Steve Whan said “unsustainably high electricity prices are compromising the international competitiveness of Australian agriculture. NIC has advocated several policy responses including an affordable and sustainable electricity price of 8 cents per kilowatt – hour for the electrons and 8 cents per kilowatt – hour for the network.
“One of the steps toward reform is changing the LMR. In theory LMR allows parties affected by Australian Energy Regulator (AER) decisions to have the decisions reviewed by the Competition Tribunal.
“Unfortunately, the process fails to allow effective challenge by consumers. The process is inaccessible and costly, meaning it is stacked in favour of network operators who can afford to fund a massive legal team and recover the cost from consumers.
“Reforming the process, as suggested by the Federal Government, would be a good first step – particularly if it results in an appeals process that is genuinely accessible.”
However, the NIC said, reform needs to go further and thoroughly review the governance structures of Australia’s regulatory oversight framework to ensure it is working efficiently and effectively for the long – term benefit of the Australian economy.

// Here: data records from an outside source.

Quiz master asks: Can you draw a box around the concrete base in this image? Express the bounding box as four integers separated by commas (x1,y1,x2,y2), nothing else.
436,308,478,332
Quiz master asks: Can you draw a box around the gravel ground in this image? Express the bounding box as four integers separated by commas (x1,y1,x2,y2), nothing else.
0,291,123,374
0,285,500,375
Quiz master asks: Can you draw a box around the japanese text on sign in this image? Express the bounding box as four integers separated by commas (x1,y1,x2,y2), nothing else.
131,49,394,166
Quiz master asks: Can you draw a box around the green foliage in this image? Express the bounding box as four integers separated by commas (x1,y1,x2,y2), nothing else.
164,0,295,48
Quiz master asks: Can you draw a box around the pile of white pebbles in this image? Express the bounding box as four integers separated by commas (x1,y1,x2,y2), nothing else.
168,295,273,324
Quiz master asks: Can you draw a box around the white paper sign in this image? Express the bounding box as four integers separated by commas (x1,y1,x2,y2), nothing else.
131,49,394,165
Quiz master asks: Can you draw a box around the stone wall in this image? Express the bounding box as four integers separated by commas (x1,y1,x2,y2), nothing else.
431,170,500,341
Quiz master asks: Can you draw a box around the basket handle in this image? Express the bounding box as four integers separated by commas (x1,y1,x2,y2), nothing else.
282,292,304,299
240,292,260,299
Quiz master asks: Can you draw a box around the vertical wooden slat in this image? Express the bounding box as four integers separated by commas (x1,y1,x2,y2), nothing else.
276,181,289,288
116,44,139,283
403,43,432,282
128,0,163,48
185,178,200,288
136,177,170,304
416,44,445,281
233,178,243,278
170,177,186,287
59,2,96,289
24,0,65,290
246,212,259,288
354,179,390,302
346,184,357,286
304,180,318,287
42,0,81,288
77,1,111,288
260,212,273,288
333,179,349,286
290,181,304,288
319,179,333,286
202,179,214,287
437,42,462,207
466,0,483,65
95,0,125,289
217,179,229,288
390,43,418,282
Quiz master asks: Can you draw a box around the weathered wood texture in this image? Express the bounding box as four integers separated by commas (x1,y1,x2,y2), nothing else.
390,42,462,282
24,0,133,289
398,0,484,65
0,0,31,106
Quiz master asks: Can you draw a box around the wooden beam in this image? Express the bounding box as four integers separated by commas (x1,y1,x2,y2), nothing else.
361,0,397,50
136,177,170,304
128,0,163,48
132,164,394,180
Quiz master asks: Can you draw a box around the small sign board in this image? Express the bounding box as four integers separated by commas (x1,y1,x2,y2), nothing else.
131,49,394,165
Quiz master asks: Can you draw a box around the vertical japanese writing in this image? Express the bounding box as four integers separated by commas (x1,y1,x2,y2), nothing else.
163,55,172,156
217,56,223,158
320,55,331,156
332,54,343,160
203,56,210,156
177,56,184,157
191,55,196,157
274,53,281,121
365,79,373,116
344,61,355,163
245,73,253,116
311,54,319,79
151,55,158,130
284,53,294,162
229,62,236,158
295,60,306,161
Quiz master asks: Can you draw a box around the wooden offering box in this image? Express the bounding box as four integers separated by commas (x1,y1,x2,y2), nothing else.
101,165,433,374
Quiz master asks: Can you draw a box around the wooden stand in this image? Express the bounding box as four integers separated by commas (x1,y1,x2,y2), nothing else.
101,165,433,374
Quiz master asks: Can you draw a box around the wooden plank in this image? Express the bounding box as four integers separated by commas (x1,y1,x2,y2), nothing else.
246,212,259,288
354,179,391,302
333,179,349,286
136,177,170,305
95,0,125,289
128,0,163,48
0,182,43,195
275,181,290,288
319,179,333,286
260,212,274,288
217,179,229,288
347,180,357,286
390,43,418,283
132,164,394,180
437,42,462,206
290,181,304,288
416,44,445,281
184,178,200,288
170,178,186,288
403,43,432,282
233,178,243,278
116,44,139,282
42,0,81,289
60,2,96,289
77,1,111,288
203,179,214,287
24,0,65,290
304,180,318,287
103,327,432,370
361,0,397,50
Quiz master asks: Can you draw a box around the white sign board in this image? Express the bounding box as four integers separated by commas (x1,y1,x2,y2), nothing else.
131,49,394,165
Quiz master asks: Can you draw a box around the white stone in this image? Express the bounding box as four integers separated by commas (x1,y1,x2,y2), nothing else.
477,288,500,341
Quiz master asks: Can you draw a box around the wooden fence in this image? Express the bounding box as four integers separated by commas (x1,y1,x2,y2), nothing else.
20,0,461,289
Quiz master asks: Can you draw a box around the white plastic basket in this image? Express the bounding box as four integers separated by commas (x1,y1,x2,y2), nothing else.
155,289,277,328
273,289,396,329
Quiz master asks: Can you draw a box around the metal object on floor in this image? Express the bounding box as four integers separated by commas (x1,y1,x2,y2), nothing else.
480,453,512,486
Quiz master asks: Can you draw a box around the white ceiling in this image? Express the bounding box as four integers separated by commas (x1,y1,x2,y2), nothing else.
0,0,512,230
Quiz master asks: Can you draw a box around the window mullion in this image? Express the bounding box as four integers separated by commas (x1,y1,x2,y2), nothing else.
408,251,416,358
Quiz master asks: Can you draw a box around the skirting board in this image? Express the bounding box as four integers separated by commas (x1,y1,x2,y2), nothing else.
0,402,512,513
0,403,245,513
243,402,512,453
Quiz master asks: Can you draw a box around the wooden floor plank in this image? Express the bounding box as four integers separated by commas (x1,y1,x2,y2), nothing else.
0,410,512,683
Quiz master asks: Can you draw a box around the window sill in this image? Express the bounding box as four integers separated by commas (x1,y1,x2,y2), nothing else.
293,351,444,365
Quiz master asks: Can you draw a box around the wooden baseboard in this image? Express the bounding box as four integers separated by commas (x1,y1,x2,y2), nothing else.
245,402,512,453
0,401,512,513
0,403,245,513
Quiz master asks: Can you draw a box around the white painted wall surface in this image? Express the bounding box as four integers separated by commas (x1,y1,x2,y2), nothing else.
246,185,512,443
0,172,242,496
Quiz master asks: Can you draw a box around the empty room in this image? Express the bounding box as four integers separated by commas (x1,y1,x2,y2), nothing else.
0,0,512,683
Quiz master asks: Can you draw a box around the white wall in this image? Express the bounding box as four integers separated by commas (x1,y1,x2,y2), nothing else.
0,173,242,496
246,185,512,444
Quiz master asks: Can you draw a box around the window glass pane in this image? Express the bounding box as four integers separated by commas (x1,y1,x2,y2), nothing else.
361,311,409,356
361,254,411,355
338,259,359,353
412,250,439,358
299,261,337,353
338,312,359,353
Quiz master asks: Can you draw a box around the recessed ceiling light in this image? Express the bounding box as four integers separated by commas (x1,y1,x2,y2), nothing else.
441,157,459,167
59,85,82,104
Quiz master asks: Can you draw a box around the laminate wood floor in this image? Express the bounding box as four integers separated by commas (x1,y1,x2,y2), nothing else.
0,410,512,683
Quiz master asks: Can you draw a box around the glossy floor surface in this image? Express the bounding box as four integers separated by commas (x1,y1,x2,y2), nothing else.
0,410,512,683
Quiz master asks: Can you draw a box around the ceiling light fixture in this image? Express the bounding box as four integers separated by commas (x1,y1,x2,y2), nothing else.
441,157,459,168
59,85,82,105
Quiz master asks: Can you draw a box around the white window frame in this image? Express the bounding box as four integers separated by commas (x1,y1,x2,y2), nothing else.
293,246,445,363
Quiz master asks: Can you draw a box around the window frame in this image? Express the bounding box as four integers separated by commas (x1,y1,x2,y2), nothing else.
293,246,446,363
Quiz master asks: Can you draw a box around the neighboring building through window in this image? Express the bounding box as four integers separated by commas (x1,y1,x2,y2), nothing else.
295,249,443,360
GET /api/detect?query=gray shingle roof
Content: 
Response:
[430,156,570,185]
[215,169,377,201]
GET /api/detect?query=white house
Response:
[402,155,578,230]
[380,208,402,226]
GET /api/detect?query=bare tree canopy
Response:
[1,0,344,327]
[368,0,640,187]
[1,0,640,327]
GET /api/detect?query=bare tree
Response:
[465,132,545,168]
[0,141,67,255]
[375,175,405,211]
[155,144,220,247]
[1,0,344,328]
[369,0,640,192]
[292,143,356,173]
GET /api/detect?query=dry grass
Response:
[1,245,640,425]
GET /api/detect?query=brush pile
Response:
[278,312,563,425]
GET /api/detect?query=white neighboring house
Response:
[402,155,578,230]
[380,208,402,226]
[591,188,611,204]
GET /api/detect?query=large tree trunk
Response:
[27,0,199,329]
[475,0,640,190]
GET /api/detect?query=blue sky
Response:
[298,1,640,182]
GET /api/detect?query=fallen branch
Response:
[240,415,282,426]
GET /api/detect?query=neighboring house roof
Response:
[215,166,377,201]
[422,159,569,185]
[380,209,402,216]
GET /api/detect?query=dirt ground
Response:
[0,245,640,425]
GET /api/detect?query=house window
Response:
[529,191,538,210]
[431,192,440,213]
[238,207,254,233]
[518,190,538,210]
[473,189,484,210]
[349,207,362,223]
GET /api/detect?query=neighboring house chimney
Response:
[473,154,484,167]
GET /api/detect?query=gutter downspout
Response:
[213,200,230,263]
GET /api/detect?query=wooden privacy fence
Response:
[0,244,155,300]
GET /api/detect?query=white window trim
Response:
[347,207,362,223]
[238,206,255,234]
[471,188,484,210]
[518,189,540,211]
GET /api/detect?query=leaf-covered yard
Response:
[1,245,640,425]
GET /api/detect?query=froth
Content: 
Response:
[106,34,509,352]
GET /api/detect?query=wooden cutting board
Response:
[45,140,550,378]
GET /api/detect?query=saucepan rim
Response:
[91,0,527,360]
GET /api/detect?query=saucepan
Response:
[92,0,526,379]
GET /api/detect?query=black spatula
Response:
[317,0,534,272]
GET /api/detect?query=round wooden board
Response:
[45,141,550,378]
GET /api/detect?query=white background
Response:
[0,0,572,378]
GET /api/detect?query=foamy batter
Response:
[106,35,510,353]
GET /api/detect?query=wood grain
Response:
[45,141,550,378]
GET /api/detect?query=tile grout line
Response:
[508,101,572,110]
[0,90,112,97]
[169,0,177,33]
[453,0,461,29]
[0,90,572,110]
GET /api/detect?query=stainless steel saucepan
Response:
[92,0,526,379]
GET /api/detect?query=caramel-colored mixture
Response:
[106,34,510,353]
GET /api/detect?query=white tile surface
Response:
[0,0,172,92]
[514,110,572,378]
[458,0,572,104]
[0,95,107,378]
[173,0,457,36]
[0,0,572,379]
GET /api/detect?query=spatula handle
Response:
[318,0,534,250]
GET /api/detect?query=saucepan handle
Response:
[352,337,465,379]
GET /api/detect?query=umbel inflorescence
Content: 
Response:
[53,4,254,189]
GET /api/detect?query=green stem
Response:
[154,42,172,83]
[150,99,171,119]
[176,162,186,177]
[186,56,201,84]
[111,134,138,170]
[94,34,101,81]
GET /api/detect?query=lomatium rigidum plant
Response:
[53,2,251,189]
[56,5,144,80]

This week we saw a decision from the AER endorsing tariff proposals from Ergon energy in Queensland. The regulator went along with the proposed 10 hour peak period despite being presented with independent evidence by Canegrowers that Ergon had made errors in its pricing calculations.
Steve Whan said “Canegrowers in Queensland went to significant effort and expense to challenge the Ergon tariff proposal and, while their input was acknowledged by AER, the AER could not act. The AER simply assesses whether Ergon’s proposal complies with the rules. It does not have the ability of deciding between the Ergon and Canegrowers proposals. As a “toothless tiger” it cannot improve Ergon’s proposal
“With the LMR the way it is, it would be likely to be an expensive waste of time to attempt any further appeal and that illustrates a system that is stacked against consumers like those in the irrigation sector.”